One payment trend that has gained momentum during the pandemic is open banking, the idea that funds can be validated and transferred from one account to another at another bank inexpensively and through means other than cards or checks.
This concept took a big step forward on Thursday with the announcement by Plaid Inc. of the provision of the pipelines for a service Square Inc. unveiled three weeks ago to enable businesses to receive payments on invoices through the automated clearinghouse network.
The new feature, which works with a 7-year-old service called Square Invoices, allows the San Francisco-based payments company to penetrate larger businesses than the smaller merchants that have long characterized its seller base. Square revealed earlier this month that merchants were at least doing $ 125,000 in annual volume accounted for 61% of its payment volume in the first quarter, up from 54% a year earlier.
A big selling point for Square businesses is that, with the Plaid network, they can receive ACH payments at a cost well below the card acceptance toll. “Through this partnership, Square is using a tokenized check system that uses Plaid to allow customers to securely connect their bank accounts for bank payments,” said a notice on the Plaid website released Thursday. “This verification option allows customers to quickly enter their bank login credentials to connect an account to activate payments.”

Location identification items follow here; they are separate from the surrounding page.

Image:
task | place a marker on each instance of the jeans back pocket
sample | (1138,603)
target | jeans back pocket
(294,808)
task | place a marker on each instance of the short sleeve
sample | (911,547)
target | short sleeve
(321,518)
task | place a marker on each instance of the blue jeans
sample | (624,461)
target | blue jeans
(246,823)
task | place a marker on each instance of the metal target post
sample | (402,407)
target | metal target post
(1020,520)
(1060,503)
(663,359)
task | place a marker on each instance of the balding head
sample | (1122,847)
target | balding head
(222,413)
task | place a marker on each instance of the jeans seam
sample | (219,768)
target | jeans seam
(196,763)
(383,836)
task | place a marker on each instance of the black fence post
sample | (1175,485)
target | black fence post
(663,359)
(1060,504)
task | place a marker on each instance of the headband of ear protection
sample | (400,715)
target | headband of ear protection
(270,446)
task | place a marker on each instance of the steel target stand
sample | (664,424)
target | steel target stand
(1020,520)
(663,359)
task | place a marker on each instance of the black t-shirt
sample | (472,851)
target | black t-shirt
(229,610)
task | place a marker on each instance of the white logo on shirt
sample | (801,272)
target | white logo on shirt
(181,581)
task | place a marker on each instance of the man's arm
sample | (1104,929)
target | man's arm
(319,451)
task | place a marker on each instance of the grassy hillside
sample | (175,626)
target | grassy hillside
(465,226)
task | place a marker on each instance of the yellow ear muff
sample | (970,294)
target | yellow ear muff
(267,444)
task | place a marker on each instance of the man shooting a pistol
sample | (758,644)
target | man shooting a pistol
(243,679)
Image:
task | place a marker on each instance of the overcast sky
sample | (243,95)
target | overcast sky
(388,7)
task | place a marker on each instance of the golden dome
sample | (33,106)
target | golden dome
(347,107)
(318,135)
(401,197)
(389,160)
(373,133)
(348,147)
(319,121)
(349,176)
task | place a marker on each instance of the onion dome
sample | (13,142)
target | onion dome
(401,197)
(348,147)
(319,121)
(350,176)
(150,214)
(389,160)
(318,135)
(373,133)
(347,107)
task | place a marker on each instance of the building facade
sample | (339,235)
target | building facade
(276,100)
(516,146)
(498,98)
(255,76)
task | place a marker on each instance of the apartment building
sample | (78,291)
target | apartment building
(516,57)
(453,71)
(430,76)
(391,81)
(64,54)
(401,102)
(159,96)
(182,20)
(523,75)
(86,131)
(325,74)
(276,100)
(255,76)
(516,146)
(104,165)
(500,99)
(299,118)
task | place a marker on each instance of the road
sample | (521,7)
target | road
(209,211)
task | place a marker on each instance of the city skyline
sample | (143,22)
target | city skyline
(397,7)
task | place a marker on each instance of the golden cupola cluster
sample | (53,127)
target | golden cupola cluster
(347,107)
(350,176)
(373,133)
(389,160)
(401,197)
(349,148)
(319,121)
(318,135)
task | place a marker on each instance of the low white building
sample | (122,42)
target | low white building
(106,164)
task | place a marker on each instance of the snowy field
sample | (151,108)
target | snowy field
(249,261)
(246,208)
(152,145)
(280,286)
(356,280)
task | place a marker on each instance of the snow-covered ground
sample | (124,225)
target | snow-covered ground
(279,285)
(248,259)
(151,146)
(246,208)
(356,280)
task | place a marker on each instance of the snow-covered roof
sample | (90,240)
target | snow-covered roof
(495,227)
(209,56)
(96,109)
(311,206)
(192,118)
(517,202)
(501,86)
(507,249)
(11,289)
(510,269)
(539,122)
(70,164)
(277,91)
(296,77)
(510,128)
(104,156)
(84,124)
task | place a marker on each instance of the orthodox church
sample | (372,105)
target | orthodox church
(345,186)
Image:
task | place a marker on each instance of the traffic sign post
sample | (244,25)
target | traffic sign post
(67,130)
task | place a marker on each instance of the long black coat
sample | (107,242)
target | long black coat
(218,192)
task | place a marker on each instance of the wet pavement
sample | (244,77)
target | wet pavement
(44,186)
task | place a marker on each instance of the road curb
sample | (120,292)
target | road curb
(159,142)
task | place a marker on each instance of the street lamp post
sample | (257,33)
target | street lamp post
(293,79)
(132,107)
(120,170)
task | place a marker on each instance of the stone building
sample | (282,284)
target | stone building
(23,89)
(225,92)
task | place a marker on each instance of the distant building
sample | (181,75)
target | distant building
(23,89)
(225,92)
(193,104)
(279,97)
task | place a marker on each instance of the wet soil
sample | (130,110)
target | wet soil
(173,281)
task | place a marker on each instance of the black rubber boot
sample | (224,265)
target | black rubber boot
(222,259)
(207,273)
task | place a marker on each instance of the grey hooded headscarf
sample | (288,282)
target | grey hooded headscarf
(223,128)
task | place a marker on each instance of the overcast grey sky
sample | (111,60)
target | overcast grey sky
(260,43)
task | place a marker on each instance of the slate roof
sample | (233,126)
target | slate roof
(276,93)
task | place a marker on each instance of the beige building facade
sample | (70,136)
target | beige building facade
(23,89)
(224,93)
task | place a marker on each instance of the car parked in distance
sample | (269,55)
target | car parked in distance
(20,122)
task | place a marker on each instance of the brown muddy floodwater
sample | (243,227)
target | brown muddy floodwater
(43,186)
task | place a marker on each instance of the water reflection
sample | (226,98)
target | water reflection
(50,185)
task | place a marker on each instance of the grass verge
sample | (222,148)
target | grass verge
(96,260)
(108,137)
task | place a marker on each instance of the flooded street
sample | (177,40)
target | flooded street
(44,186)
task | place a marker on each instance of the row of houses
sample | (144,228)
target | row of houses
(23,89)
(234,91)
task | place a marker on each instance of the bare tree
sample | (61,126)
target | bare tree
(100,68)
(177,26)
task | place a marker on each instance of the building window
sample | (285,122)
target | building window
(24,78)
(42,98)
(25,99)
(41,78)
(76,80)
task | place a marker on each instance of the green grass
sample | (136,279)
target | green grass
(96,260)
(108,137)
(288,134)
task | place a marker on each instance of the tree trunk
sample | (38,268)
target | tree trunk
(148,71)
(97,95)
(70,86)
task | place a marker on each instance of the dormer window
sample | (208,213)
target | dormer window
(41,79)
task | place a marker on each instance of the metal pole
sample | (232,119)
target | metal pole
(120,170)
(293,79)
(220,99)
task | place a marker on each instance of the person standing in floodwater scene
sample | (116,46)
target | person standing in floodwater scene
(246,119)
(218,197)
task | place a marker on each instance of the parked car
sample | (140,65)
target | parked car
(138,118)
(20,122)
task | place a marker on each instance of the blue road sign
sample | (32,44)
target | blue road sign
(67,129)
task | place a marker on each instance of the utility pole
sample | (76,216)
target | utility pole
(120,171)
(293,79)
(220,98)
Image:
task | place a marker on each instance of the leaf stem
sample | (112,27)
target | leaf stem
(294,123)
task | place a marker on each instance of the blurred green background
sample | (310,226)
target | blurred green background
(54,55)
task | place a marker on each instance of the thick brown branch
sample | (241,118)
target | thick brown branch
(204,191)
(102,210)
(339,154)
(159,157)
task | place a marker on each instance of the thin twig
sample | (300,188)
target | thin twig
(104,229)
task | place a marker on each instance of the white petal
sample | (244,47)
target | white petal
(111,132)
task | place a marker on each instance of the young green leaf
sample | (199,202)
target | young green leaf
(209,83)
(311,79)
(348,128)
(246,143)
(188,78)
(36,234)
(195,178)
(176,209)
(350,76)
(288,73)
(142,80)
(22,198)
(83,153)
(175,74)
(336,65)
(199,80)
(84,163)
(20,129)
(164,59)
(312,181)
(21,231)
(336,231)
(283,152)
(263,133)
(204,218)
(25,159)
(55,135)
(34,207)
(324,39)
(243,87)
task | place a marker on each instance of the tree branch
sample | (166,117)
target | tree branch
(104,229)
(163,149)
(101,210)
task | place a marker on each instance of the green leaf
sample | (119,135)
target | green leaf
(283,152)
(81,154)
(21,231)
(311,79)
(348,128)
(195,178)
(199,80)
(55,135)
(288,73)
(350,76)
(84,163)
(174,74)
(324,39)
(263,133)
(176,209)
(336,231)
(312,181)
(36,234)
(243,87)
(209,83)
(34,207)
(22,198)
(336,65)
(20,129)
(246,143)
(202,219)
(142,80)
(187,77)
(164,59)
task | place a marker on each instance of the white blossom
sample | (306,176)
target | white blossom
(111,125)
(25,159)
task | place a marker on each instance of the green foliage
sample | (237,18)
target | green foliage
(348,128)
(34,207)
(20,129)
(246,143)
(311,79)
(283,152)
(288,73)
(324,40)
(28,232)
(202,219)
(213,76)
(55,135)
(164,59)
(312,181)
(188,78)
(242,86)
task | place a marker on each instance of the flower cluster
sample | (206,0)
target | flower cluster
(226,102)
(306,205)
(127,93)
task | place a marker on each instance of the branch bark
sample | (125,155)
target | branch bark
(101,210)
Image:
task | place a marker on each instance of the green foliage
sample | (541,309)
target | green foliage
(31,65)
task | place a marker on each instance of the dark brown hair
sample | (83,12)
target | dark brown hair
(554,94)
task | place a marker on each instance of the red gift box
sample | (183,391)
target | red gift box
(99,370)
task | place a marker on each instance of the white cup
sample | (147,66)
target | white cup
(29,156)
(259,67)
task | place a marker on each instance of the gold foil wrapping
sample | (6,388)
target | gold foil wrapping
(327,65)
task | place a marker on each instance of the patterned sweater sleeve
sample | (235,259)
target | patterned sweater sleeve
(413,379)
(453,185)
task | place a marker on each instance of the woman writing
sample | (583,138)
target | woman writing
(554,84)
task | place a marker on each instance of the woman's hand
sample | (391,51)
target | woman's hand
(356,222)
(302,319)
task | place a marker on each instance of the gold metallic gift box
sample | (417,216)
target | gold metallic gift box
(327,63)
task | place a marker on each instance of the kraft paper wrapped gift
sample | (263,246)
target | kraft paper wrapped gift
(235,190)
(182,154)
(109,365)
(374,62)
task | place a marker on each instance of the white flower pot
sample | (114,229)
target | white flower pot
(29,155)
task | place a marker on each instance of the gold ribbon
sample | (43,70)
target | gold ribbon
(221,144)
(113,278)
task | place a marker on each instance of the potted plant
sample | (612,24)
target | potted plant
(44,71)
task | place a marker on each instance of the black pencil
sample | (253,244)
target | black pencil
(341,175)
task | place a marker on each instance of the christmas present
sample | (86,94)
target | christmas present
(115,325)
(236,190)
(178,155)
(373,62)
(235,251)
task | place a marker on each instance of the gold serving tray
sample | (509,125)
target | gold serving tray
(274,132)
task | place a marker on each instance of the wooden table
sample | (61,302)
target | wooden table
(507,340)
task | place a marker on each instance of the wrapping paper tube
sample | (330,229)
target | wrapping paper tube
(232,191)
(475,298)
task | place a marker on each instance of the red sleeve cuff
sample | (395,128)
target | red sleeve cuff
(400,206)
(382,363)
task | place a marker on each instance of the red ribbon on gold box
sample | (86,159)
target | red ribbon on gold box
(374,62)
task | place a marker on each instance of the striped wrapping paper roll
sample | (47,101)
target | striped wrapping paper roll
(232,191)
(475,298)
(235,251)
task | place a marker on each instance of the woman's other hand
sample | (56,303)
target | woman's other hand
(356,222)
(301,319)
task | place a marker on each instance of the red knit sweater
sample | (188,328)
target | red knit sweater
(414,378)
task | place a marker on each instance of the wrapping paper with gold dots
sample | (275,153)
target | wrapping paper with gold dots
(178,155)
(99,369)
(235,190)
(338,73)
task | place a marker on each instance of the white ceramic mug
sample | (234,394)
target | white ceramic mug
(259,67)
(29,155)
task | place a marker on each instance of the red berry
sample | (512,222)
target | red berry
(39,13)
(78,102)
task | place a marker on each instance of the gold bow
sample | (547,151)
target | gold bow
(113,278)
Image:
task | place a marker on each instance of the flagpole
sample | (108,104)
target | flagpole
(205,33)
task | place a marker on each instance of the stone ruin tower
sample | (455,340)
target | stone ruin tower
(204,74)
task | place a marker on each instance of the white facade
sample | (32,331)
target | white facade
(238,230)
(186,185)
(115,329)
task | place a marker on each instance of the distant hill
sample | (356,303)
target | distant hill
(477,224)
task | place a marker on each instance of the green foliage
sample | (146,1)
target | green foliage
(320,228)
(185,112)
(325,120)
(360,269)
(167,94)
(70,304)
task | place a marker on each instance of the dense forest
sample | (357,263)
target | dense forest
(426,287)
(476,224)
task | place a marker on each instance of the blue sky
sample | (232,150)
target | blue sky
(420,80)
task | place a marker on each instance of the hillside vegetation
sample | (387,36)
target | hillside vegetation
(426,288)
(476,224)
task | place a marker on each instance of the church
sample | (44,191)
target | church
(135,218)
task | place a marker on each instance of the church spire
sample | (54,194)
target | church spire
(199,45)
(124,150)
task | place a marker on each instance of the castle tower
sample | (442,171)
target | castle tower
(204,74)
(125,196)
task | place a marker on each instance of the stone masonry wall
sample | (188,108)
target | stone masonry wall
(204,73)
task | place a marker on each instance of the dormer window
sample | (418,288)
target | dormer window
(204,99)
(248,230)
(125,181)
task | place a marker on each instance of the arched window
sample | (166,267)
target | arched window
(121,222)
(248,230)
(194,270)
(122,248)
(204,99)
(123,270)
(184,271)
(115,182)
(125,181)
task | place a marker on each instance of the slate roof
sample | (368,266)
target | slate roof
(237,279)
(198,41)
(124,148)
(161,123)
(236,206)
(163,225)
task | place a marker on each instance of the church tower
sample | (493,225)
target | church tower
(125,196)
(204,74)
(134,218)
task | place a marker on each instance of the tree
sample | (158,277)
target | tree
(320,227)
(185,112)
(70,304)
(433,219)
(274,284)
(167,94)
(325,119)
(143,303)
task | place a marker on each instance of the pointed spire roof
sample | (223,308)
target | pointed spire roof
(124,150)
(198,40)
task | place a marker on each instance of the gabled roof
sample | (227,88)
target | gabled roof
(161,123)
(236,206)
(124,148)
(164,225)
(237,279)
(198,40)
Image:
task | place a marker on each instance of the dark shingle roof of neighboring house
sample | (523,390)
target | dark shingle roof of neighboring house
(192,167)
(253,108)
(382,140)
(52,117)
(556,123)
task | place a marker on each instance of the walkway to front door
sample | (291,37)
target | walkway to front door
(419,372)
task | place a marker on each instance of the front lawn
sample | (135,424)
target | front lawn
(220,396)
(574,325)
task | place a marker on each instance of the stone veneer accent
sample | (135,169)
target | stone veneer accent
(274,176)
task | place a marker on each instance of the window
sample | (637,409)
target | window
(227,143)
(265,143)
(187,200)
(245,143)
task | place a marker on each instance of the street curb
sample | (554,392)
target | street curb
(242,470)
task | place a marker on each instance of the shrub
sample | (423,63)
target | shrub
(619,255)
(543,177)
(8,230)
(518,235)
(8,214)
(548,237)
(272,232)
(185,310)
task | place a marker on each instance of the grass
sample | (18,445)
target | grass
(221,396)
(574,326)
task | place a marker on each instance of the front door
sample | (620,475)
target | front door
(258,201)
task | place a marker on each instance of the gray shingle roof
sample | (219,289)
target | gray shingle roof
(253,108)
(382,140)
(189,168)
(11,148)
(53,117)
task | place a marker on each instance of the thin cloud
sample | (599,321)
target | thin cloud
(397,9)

The Plaid service can verify account balances and provide a channel for the movement of funds, a capability that has helped Visa Inc.’s efforts to acquire the company. Visa withdrew its $ 5.3 billion offer for Plaid in January following a lawsuit filed by the US Department of Justice to terminate the deal on antitrust grounds.
The new service with Square “shows that Plaid is now starting to build a payment platform,” says Patricia Hewitt, director of PG Research and Advisory Services, a consulting firm based in Savannah, Georgia. At the same time, she adds, it shows how Square “builds the ecosystem for [businesses] can just live inside Square.
The type of validation service offered by Plaid and other San Francisco-based data aggregators may be particularly critical now with the growth of same-day ACH settlement and the introduction in March of a validation rule for the ACH network. . The rule, established by Nacha, the governing body of the ACH, requires transactions initiated online or through a mobile device to be verified to ensure that the original account is genuine and active.
For the entire ACH network, transactions processed on the same day they were initiated total 141.1 million in the first quarter, up 88% from 75 million in the March quarter of last year, the latest period before the start of the coronavirus pandemic in the United States. The dollar value of ACH on the same day climbed 133% to $ 187.6 billion, according to Nacha.